What's happened to our relationship?
Visitor's Question from a 16-20 year old Female
First off, I must tell you that my boyfriend and I have been dating for 9 months. Things were great during the school year, but then problems started to erupt when school was out and we weren't seeing each other as much. We started arguing about stupid stuff, but then everything would go back to normal and we would be completely in love. Then we kept arguing and process just repeated itself. The real problem started when I told him that I was going away to camp for 5 days, nothing major compared to the two weeks he was going to be away the following two weeks. He kept saying that I was going to cheat on him and forget all about him. He has never had a reason to think anything like that because I have been nothing but loyal. He kept going on that I could do so much better than him and I would just hook up with some guy at camp. While I was at camp he texted me non stop, saying how much he missed me and how miserable he was and how he felt like killing himself. He said he was having dreams about me kissing guys around the campfire then sneaking into a cabin. Then, I come back from camp and we talked about my camp and everything.
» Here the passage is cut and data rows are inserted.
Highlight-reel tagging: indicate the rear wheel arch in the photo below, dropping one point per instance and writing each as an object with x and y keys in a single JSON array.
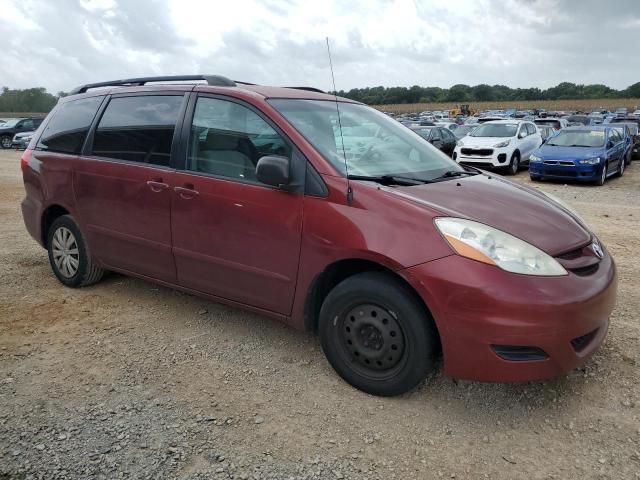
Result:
[
  {"x": 49, "y": 215},
  {"x": 340, "y": 270}
]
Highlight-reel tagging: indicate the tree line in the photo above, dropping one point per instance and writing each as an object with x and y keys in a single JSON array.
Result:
[
  {"x": 39, "y": 100},
  {"x": 485, "y": 93}
]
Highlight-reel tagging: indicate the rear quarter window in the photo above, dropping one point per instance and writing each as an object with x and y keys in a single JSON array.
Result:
[{"x": 66, "y": 130}]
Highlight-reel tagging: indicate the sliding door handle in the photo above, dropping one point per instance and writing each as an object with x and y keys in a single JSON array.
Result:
[{"x": 186, "y": 192}]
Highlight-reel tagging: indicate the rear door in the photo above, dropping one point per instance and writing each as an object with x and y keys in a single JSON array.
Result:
[
  {"x": 122, "y": 183},
  {"x": 234, "y": 237}
]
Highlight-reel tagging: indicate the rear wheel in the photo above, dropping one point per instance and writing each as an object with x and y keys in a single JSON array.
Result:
[
  {"x": 69, "y": 254},
  {"x": 377, "y": 335},
  {"x": 514, "y": 165}
]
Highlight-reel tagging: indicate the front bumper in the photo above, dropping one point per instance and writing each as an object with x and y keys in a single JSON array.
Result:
[
  {"x": 488, "y": 157},
  {"x": 585, "y": 173},
  {"x": 477, "y": 306}
]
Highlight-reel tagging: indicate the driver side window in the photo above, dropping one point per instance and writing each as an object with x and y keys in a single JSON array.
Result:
[{"x": 227, "y": 139}]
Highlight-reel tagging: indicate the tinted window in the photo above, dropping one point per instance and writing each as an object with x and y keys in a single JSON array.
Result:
[
  {"x": 138, "y": 129},
  {"x": 228, "y": 139},
  {"x": 69, "y": 125}
]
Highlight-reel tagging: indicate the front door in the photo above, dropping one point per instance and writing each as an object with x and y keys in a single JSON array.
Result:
[
  {"x": 122, "y": 185},
  {"x": 234, "y": 237}
]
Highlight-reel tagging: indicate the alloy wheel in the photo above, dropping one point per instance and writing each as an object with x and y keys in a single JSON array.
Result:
[{"x": 66, "y": 255}]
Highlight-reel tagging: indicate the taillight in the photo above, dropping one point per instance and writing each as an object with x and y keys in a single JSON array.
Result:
[{"x": 24, "y": 160}]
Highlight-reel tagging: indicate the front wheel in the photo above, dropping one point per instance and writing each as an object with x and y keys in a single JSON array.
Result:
[
  {"x": 69, "y": 254},
  {"x": 603, "y": 175},
  {"x": 377, "y": 335}
]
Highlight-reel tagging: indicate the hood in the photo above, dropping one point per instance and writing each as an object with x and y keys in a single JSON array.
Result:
[
  {"x": 474, "y": 142},
  {"x": 507, "y": 206},
  {"x": 552, "y": 152}
]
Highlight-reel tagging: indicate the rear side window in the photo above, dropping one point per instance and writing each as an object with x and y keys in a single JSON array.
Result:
[
  {"x": 69, "y": 125},
  {"x": 228, "y": 139},
  {"x": 138, "y": 129}
]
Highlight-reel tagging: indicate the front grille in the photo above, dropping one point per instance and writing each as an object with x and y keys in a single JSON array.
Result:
[
  {"x": 559, "y": 173},
  {"x": 477, "y": 152},
  {"x": 519, "y": 353},
  {"x": 566, "y": 163},
  {"x": 478, "y": 164},
  {"x": 581, "y": 342}
]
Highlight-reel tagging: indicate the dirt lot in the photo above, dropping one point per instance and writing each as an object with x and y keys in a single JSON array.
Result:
[{"x": 129, "y": 380}]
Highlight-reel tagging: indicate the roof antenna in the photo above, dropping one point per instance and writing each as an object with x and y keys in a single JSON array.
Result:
[{"x": 344, "y": 155}]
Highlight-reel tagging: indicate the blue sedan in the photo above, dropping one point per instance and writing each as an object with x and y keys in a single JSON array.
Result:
[{"x": 586, "y": 154}]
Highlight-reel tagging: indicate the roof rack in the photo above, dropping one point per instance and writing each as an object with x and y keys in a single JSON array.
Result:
[
  {"x": 215, "y": 80},
  {"x": 308, "y": 89}
]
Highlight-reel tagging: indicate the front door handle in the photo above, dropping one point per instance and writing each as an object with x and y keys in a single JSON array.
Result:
[
  {"x": 157, "y": 185},
  {"x": 186, "y": 192}
]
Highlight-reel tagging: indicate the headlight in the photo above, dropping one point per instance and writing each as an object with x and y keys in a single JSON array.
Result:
[
  {"x": 590, "y": 161},
  {"x": 488, "y": 245}
]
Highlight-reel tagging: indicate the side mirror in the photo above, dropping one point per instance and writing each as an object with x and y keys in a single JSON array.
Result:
[{"x": 273, "y": 170}]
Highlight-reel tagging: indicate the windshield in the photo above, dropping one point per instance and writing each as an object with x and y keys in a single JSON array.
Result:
[
  {"x": 579, "y": 138},
  {"x": 11, "y": 122},
  {"x": 495, "y": 130},
  {"x": 374, "y": 144}
]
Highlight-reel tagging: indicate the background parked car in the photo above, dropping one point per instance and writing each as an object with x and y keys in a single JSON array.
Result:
[
  {"x": 499, "y": 144},
  {"x": 556, "y": 123},
  {"x": 439, "y": 137},
  {"x": 627, "y": 137},
  {"x": 16, "y": 125},
  {"x": 463, "y": 130},
  {"x": 585, "y": 154},
  {"x": 21, "y": 140},
  {"x": 547, "y": 132}
]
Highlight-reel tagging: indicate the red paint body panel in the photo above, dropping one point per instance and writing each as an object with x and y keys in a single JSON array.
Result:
[
  {"x": 262, "y": 248},
  {"x": 237, "y": 240},
  {"x": 477, "y": 305},
  {"x": 127, "y": 222}
]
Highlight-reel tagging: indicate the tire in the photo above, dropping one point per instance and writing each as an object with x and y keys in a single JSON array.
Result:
[
  {"x": 65, "y": 240},
  {"x": 375, "y": 308},
  {"x": 603, "y": 175},
  {"x": 514, "y": 164}
]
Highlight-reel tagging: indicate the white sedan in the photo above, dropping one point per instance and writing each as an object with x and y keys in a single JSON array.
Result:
[{"x": 504, "y": 144}]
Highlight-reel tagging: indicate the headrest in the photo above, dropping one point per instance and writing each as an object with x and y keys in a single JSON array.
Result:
[{"x": 220, "y": 141}]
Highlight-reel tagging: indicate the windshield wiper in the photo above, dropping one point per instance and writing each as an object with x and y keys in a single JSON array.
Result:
[
  {"x": 390, "y": 179},
  {"x": 454, "y": 173}
]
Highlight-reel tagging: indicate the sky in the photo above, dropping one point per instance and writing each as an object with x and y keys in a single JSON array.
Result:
[{"x": 59, "y": 44}]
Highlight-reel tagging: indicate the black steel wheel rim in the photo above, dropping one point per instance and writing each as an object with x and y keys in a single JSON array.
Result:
[{"x": 372, "y": 340}]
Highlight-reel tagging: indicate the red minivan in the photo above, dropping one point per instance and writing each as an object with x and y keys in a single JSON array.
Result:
[{"x": 323, "y": 213}]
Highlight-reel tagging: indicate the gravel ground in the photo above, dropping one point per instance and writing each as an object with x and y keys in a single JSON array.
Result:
[{"x": 130, "y": 380}]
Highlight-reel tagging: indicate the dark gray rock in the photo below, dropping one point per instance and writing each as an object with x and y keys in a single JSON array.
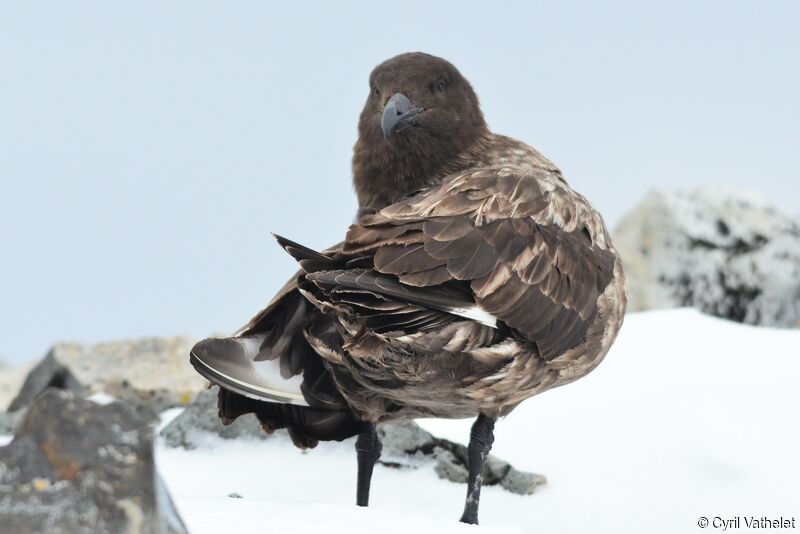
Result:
[
  {"x": 405, "y": 445},
  {"x": 404, "y": 440},
  {"x": 151, "y": 374},
  {"x": 78, "y": 467},
  {"x": 200, "y": 420}
]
But the next day he left for his band camp and would only be able to talk on the weekends for the next two weeks. I didn't say anything because I figured he would text me just like he did while I was at camp. But the thing is, he didn't. He barely texted me at all. Just a couple in the morning and a couple at night. He didn't even seem like he missed me. Then on the weekend we talked and he didn't even seem like he wanted to. More or less he just gave me two or three word answers. He didn't even want to talk that long. I don't get it. Please tell me what is going on and how I can save our relationship and get back to where it was before summer.
Unfortunately your boyfriend is insecure and immature.
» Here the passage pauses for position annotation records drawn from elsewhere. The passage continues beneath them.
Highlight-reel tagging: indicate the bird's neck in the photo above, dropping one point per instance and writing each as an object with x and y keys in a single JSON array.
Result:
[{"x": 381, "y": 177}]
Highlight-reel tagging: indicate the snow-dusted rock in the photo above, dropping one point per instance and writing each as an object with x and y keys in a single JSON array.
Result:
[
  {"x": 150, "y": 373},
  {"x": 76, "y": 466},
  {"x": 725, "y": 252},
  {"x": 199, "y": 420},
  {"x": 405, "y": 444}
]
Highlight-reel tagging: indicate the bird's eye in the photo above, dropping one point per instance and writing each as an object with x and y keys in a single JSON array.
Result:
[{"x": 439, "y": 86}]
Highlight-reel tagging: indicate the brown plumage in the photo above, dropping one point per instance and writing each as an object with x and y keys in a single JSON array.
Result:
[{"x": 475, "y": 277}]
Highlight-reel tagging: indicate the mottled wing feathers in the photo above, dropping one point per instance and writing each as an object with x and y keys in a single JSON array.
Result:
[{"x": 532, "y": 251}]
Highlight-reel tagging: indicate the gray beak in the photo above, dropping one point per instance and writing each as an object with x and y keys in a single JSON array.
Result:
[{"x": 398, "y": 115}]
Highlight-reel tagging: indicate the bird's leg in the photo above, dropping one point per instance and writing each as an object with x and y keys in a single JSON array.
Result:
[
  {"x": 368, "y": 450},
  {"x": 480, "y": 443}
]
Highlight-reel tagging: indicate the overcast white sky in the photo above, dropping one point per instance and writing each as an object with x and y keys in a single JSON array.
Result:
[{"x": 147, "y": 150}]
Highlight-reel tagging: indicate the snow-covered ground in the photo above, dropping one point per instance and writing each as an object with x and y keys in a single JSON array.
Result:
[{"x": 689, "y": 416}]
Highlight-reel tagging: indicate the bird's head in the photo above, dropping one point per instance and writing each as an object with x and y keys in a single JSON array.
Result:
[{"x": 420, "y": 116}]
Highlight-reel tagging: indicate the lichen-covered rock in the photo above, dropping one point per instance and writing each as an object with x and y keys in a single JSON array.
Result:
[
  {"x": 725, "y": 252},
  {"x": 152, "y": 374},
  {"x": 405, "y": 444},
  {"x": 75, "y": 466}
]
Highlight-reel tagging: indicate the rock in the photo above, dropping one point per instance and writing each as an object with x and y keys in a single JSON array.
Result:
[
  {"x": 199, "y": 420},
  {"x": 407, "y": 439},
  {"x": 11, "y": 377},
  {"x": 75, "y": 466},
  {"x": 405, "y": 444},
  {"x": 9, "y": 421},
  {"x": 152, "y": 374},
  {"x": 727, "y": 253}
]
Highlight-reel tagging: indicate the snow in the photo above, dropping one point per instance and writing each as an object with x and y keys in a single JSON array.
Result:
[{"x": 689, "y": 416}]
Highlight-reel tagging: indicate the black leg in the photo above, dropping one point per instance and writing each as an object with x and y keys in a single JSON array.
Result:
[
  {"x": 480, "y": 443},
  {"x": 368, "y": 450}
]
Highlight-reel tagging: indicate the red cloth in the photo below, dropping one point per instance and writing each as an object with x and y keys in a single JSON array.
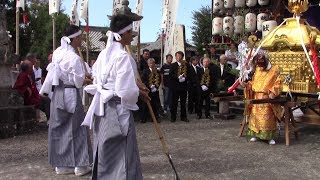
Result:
[{"x": 22, "y": 84}]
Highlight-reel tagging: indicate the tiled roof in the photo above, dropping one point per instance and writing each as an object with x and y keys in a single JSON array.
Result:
[
  {"x": 95, "y": 35},
  {"x": 151, "y": 46}
]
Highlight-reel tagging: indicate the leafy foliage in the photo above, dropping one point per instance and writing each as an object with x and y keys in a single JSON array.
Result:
[{"x": 201, "y": 29}]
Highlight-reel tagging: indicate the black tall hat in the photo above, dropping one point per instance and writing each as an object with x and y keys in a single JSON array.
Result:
[{"x": 126, "y": 11}]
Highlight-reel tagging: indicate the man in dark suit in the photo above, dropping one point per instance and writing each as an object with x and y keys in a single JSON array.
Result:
[
  {"x": 151, "y": 78},
  {"x": 193, "y": 85},
  {"x": 226, "y": 78},
  {"x": 179, "y": 76},
  {"x": 207, "y": 82},
  {"x": 143, "y": 64}
]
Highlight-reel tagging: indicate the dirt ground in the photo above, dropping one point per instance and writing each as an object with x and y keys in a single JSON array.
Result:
[{"x": 201, "y": 149}]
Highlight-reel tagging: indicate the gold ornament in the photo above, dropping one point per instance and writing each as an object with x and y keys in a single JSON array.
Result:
[{"x": 205, "y": 80}]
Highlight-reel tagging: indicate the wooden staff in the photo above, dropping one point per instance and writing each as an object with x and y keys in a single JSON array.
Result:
[
  {"x": 17, "y": 30},
  {"x": 165, "y": 148},
  {"x": 83, "y": 64}
]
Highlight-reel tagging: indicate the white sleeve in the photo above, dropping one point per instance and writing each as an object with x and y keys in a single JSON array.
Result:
[
  {"x": 125, "y": 84},
  {"x": 77, "y": 72}
]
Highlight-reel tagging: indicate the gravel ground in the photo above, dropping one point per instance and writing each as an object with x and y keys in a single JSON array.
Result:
[{"x": 201, "y": 149}]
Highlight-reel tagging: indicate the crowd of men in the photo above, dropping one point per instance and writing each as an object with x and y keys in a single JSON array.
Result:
[{"x": 189, "y": 82}]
You need to discuss this in a gentle, friendly, loving manner and let him know that he needs to trust you and also communicate with you.
The fact that you argue over little things could mean that you aren't having close conversations often enough. Practice this with him even if it is hard to get him to join in. Show him affection (besides physical) and draw him out on his two week camp.
A good relationship can be build by frequent sharing of love, conversation, and trust.